BC Sports Editor Matt Sussman summed it up with the line: “Huh? Didn’t see that one coming.”
Truth is, no one can honestly say they did, but that does not really matter. Bottom line, the deal makes sense, even at the price they had to pay, for the short-term and long-term of the Chicago Bears.
Google “great Chicago Bears quarterbacks” sometime for fun. There are two on that list: Sid Luckman and Jim McMahon (who paved the way for headcase quarterbacks of the future). You will learn the last time the Bears had a Pro Bowl quarterback was 23 years ago. It is no coincidence, the franchise played in one Super Bowl during that span and subsequently lost.
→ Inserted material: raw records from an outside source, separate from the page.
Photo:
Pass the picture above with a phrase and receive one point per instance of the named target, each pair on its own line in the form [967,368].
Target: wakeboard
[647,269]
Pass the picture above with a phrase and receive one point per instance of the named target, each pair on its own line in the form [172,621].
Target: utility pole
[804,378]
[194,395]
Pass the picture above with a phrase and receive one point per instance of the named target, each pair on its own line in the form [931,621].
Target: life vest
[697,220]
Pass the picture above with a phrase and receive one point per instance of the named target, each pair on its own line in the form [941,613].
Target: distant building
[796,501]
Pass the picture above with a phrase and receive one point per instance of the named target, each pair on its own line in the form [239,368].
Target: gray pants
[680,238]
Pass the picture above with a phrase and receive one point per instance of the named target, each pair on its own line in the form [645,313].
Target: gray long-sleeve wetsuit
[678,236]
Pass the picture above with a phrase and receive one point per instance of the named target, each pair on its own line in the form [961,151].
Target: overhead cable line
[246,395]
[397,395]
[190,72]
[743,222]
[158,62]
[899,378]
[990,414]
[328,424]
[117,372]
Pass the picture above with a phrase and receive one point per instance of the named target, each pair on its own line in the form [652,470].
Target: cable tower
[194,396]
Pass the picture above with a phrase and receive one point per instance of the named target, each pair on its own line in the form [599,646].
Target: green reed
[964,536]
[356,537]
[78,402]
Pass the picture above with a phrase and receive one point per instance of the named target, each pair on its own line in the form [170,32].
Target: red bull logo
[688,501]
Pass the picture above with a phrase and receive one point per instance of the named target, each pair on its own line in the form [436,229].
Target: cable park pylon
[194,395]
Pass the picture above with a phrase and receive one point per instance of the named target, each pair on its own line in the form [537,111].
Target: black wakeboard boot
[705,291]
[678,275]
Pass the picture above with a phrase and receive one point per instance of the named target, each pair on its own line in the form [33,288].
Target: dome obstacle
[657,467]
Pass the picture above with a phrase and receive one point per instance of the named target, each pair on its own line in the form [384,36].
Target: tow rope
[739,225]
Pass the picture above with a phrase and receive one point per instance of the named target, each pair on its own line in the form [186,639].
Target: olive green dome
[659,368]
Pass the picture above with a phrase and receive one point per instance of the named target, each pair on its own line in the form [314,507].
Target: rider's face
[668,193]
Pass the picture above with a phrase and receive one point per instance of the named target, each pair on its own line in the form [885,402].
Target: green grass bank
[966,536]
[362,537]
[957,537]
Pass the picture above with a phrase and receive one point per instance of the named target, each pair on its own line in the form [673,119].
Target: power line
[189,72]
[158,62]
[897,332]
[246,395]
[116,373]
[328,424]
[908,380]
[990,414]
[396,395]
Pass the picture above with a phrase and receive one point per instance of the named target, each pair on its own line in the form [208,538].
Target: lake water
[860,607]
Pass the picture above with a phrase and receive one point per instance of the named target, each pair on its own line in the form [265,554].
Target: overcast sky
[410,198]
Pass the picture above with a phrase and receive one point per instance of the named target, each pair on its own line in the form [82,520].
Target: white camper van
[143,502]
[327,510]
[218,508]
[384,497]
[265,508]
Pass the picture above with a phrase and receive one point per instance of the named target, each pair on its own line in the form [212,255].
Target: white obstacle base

It is not like the Bears have not tried to find a franchise quarterback. The closest was Rex Grossman who ultimately imploded and now walks the free agent unemployment line, looking for an opportunity to reinvent himself as a backup on a team. Clearly, he was not the answer as was another one of Steve Spurrier’s flameouts in the NFL at that position. Did any of you really believe all the talk a few weeks ago about how Kyle Orton was “the guy” to lead that team? Orton was not the answer either. There was also Shane Matthews, Cade McNown (famously chosen instead of Donovon McNabb), Kordell Stewart, and that is just a portion of the list. (Ron Taylor over at BearsHistory.com has a solid list of these with synopsis of the “highlights” of their careers.)
Now, Chicago Bears fans (and more importantly, coaches and teammates) have the franchise quarterback to build around for the future. Clearly, Lovie Smith knows he has to win and win soon. Even if Smith is not part of the future, Cutler will be and adds interest and skills sorely lacking from the Bears offense.
Cutler’s big arm and crisp throws are a great addition to the running game and physical play the Bears are known for. Cutler is considered a tough guy as a QB; he takes hits and gets right back up to play again. He is cocky, fiery, and is a smart player. He pushes his teammates, wants to win, and is not satisfied with anything less.
The Bears still have needs. The defense needs to get younger at some spots, but with Smith taking a more active role in that side of the ball, I expect it to improve. The running game is solid with a strong line and a solid back in Matt Forte. Many experts point to the receiving corps as a place that needs an upgrade or two. The tight ends are solid with Desmond White and Greg Olsen in those roles. It is worth noting that Cutler’s former teammate (and the Vandy’s all-time best player at that position) Earl Bennett was drafted last year by the Bears in the third round. He did not catch a pass last year, but is expected to be a part of the offense this year even before the Cutler acquisition. Throw in an explosive and developing talents like Devin Hester and the Bears have some weapons for Cutler to work with.
The price was high to get Cutler, but as is often the case, fortune smiles on those willing to take risks. Jay Cutler is a smart risk for the Chicago Bears and they are the odds on team to challenge Minnesota in the division next year. That is the measuring stick. The Bears will need to start making consistent playoff runs as they build for the big one down the road.